Phximiev said:
Its a good read and shows the car as an intermediate step as batteries evolve. One would hope that in a few years PHEVs will go the way of the dinosaur. If a car like the Bolt can be sold for $25k that might be the case.
My belief continues that it would sell well here in the US, but who knows when that will happen.
Reminds me of the conversation that I had with the Mark Mitsubishi service folks who informed me that the delays in bringing the car to the US were caused by the lack of manufacturing capacity for the batteries and as a result Mitsubishi built/bought(?) their own battery plant for the PHEV. I haven't seen anything to confirm this tho.
BTW, Honest John kinda reminds me of Robert Llewelyn.
Well Robert Llewellyn is an actor who made his name in the BBC Red Dwarf Sci-Fi comedy in the late 80s-1990s (though they have made recent series too with him in - if you can find a stream in the US, its well worth watching, well ahead of its time, very funny and entertaining).
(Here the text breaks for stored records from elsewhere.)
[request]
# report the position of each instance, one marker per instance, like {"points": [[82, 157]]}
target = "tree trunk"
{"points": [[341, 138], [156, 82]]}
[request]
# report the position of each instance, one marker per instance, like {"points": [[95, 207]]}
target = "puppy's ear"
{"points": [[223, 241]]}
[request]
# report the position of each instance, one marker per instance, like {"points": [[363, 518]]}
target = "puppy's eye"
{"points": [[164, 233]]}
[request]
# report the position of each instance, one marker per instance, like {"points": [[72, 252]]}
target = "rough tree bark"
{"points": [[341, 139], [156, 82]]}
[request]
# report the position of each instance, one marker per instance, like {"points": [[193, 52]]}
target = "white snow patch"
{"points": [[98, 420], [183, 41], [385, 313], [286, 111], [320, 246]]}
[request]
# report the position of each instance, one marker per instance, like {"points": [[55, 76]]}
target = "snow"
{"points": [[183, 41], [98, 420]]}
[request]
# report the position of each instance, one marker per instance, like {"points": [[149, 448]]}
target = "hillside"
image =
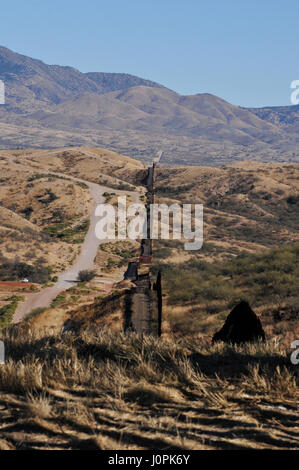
{"points": [[73, 380], [52, 106], [100, 390]]}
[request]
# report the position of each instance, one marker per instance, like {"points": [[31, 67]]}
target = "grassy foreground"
{"points": [[98, 390]]}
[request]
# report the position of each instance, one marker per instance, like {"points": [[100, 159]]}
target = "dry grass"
{"points": [[103, 390]]}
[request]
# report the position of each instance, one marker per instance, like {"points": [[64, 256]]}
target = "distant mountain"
{"points": [[51, 105], [284, 117]]}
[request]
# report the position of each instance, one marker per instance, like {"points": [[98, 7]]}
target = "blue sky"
{"points": [[245, 51]]}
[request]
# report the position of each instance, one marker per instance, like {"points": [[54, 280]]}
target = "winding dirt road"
{"points": [[85, 260]]}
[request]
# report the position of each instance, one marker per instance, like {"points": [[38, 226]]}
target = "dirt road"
{"points": [[85, 260]]}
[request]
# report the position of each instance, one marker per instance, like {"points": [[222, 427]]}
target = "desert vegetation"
{"points": [[102, 390]]}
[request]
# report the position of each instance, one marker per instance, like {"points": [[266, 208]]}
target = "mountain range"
{"points": [[54, 106]]}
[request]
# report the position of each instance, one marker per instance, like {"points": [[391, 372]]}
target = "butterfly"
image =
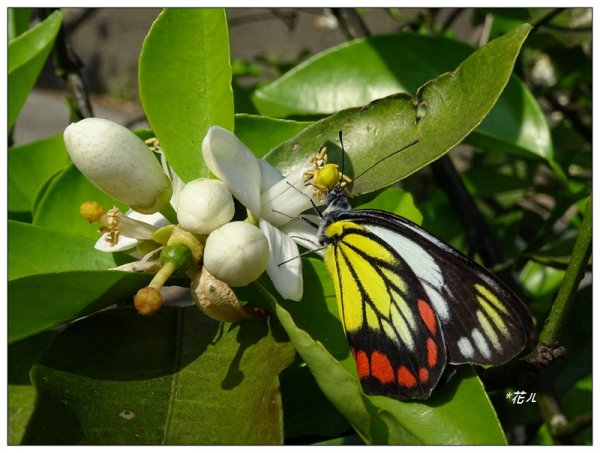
{"points": [[410, 304]]}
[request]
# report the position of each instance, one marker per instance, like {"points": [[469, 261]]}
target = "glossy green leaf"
{"points": [[58, 208], [29, 166], [178, 378], [358, 72], [26, 56], [458, 413], [21, 394], [396, 201], [56, 277], [454, 104], [261, 134], [185, 83], [18, 21]]}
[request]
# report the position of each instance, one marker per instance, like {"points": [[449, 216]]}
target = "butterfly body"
{"points": [[411, 304]]}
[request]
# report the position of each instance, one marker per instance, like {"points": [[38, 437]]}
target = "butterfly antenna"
{"points": [[414, 142], [343, 152]]}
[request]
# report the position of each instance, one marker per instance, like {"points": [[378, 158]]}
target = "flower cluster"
{"points": [[190, 227]]}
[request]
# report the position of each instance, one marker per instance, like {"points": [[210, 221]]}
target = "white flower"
{"points": [[270, 197], [204, 205], [236, 253], [117, 162]]}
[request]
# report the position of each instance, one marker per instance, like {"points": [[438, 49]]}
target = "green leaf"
{"points": [[458, 413], [55, 277], [58, 208], [261, 134], [29, 167], [455, 103], [26, 56], [178, 378], [21, 394], [396, 201], [358, 72], [185, 83], [18, 21], [33, 250]]}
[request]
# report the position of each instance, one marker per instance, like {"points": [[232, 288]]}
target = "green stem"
{"points": [[169, 213], [161, 277], [550, 334]]}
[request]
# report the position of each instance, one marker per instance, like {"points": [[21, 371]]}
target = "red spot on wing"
{"points": [[406, 378], [381, 368], [432, 352], [362, 364], [427, 315]]}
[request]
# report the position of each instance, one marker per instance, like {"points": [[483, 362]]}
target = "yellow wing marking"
{"points": [[492, 306], [489, 331], [379, 304], [490, 297]]}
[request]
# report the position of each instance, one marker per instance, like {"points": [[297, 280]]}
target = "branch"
{"points": [[67, 66], [551, 332]]}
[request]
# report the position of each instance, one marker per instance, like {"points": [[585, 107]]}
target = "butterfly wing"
{"points": [[392, 329], [483, 321]]}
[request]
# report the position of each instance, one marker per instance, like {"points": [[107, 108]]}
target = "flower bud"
{"points": [[204, 205], [236, 253], [216, 298], [117, 162]]}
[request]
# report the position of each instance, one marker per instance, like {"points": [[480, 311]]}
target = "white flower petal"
{"points": [[176, 182], [286, 199], [303, 233], [269, 175], [119, 163], [229, 159], [285, 265], [157, 219]]}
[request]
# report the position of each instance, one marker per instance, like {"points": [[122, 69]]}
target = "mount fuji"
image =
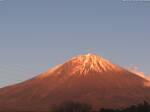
{"points": [[86, 78]]}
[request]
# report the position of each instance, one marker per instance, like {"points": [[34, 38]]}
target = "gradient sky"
{"points": [[38, 34]]}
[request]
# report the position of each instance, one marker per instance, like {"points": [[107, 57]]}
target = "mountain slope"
{"points": [[84, 78]]}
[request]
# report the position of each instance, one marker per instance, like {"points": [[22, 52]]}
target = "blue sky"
{"points": [[38, 34]]}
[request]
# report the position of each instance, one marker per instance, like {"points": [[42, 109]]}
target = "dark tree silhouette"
{"points": [[72, 107]]}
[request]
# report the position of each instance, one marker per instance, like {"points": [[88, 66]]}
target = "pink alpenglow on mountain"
{"points": [[85, 78]]}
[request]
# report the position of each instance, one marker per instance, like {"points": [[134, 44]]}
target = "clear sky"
{"points": [[38, 34]]}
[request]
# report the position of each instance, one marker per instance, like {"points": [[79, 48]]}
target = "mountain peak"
{"points": [[91, 63], [82, 65]]}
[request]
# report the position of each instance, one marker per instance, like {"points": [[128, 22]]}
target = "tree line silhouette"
{"points": [[82, 107]]}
You can see Llewellyn as the Robocop C3P0 hybrid:
https://www.youtube.com/watch?v=TxWN8AhNER0
Llewellyn only got involved in EV and green energy after the 'Cabled' IMIEV trial in 2001/2010 when he had a MIEV for a year, though his delivery nice to watch. He also did a few other series on TV a few years back.
Honest John is a pure motoring journalist, fairly dry, to the point, but his audience is the middle-aged white collar non-techie. HJ makes a lot of recommendations to the new car lease cohort, and that's a totally different buyer to me, who tends to buy used. That said, he does have a useful 'real world MPG' section, and a list of real owner reports and faults - which is a good addition lacking in most other places.
The problem with motoring journalists is they can only ever review at the time around the launch, there can be no incorporation of future trends and policy, nor long term reliability - that's were JD Power et al come in, and I take those as more useful, as I tent to be interested in the cars made about 3-5 years ago, as that's the age I buy at.
Maybe you just liken the two due to the dry-ish British delivery, with lack of coloured-up BS, as is the tradition here.
Back to the O-PHEV, you can read on HJ that reports of real world MPG are not nearly as good as the claims (I made ref to that before, becasue people buy for tax breaks rather than based around the driving they do= classifications to government tests vs real world use). That said, I think another reason the O-PHEV hasn't made it to the States yes is pure sticker price. In Europe and Japan, the sticker prices are higher than the US market equivalent, so a sale in these places is simply more profitable than one in the US. In the US, you also get longer fuller warranties, (10 years compared to 3-7 here), so it boils down to simple economics: profit margain.
I remember an old period in time around 2007 when I spent a few weeks in California and there was $2= £1, and I saw cars like the Chrysler 300C on sale for $20k, which would be £10K at the time, and that would be ludicrously cheap compared to UK sticker prices, where that would correspond to about 60% of the base sticker price for a low spec Civic... again at the time.
Time has moved on, and the £ isn't nearly as strong - so weak £ to Yen could also be a factor to US introduction, if when I beleive the UK is the 3rd largest consumer of O-PHEVs globally. Though if you can write most of the cost of the car off against corporation tax (as you can, which is why its so popular), perhaps sticker price becomes less important for the corporate purchase, which is in the same sort of bracket as an Audi A6/ BMW 5 - but far more cost effective than those two old models for the 'executive businessman'.
If, like so many people in the South of England, you value driving an automatic 4x4 SUV around permanently to take your kids to school and get groceries, then it makes complete sense to have electric drive, as an ICE variant is a totally pointless way of moving from A to B in the suburban environment. Also - and this is a crucial point somewhere like where I live; space is expensive, population density is high, and it costs £14 a day to take a car in to central London (if you were stupid enough to do it, as parking charges are astronomical) - then you arrive at a place where more people elect to have one car than 2, so an all-capable PHEV starts to make a bit more sense rationally. If I could only have one car, it would be a PHEV. Luckily I have a driveway and garage, so the IMIEV makes the good 2nd car - my wifes car as I stated was a RAV 4, now is an Insight Gen 2 (which I am looking to sell as it's had problems sadly), but the new wife-mobile is a tough decision, and likely to be a small SUV, just so I have what the IMIEV doesnt when we need it - though im not particularly looking forward to swapping one car for another with half the fuel economy - especially when she will now only drive an auto.
I have thought about the O-PHEV, but the used prices are holding up far better than I predicted... which also surprised me.
Lastly, I was under the impression that the O-PHEV shared a fair amount of drive similarity with the IMIEV, but perhaps the similarity away from the battery is less than I thought.
If you saw this fully charged episode:
https://www.youtube.com/watch?v=rt0-JMh6aS8
... then I learned that the British company GKN was behind the E-transaxle in the Leaf, O-PHEV and a raft of other vehicles. So, perhaps the O-PHEV moves away from a lot of the IMIEV traditional drivetrain.